During his career, Lynn won numerous awards, among them the SALUS Medal (silver) for Meritorious Service to Medicine (1989) and Merit Award for Outstanding Services, Medical Association of S.A., (1990). He also held many positions of responsibility, including President, of the South African National Council for Mental Health (1969-1970/ 1976-1978/1981-1983), President, Society of Psychiatrists of South Africa (1969- 1971). He was an elected member of the International Brain Research Organisation (1977‑1989); President, of the South African Geriatric Society (1978‑1980), President of the South African Gerontological Association (1982-1993); and Chairman of the National Research Programme on Aging of the South African population, Human Sciences Research Council (1987‑1991). He was a founding member and later Fellow of the Royal College of Psychiatrists (1971).

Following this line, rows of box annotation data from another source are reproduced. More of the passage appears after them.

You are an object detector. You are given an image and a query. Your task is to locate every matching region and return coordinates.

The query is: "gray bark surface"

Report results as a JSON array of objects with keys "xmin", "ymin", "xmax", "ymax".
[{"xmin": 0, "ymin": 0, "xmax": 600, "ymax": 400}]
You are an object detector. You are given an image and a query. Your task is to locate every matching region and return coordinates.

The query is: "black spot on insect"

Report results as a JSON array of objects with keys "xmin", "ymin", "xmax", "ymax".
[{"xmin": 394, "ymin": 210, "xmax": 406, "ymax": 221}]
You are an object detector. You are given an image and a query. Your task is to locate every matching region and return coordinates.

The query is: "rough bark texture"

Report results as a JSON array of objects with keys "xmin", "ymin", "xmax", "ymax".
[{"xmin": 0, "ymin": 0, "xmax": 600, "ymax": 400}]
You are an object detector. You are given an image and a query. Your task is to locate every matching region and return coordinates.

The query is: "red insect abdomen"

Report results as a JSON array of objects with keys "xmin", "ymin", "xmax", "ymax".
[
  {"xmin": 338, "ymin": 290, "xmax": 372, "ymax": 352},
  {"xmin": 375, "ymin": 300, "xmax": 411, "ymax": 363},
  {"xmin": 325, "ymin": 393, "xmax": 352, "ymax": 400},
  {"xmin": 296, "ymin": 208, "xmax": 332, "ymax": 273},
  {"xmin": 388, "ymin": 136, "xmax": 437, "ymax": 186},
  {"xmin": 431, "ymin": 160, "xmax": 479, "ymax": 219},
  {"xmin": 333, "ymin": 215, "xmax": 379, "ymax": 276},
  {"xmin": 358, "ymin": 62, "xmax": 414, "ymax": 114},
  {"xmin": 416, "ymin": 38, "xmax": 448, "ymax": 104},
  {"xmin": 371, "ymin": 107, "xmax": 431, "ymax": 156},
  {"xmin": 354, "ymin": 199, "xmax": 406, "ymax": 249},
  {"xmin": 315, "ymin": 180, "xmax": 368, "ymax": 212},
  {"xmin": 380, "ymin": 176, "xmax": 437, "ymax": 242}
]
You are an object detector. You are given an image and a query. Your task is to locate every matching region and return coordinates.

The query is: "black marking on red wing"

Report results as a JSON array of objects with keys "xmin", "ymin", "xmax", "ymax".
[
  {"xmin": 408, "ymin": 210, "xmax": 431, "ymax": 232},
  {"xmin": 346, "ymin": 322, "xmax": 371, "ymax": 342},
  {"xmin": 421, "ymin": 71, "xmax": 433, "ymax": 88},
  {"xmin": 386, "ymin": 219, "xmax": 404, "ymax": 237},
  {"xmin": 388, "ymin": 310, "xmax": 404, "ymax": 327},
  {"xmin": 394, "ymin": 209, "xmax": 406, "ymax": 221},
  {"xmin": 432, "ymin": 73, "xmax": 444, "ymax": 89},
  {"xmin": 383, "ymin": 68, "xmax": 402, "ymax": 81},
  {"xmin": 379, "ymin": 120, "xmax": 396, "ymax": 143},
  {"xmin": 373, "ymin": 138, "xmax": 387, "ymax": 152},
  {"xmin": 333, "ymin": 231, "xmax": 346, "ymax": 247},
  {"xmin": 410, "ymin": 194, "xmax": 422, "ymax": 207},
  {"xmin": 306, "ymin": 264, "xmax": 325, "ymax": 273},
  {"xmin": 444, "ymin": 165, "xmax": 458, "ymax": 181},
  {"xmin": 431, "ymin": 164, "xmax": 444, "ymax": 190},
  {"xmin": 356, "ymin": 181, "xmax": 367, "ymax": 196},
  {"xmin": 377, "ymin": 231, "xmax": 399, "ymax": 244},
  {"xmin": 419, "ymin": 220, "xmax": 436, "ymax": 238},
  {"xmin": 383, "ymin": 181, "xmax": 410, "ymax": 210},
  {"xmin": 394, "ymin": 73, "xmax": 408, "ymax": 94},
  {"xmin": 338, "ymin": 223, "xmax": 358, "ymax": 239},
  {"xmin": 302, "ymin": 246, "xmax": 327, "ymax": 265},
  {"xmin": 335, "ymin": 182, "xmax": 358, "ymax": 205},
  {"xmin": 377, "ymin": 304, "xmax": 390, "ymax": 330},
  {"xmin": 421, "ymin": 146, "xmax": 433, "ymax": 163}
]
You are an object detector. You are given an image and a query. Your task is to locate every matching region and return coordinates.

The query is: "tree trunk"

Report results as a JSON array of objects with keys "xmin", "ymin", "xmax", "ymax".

Although a reserved man, Lynn’s warmth, compassion and mischievous humour influenced several generations of psychiatrists, psychologists and allied practitioners as much as his professional capacities as inspirational teacher, mentor and author of many publications. He had a long-lasting effect on his trainees, many of whom rose to eminence in South Africa, USA and the UK. Today, they still acknowledge the lasting legacy of his singularly trusting style of leadership which fostered personal initiative. Ever curious, his awareness of the many contradictions and unconscious processes of the human mind drew Lynn to psychoanalysis, and he pursued a lifelong interest in Buddhism. He always had a subtle appreciation of beauty, art, and music. In retirement he studied sculpture and became a prolific creator of many austere carvings in marble and rare woods. An enthusiastic mountaineer, he remained remarkably healthy and agile until his last years. He was lucid and fiercely independent to the end of his full and fulfilled professional and artistic life. He died on 24thc of May, 2020.
Shirley (neé Lurie) his wife of 64 years, died in 2015. He leaves a daughter (Jennifer), four grandchildren (Josh, Gabrielle, Jason, Danielle) and three great grandchildren (Nomi, Yael and Lev).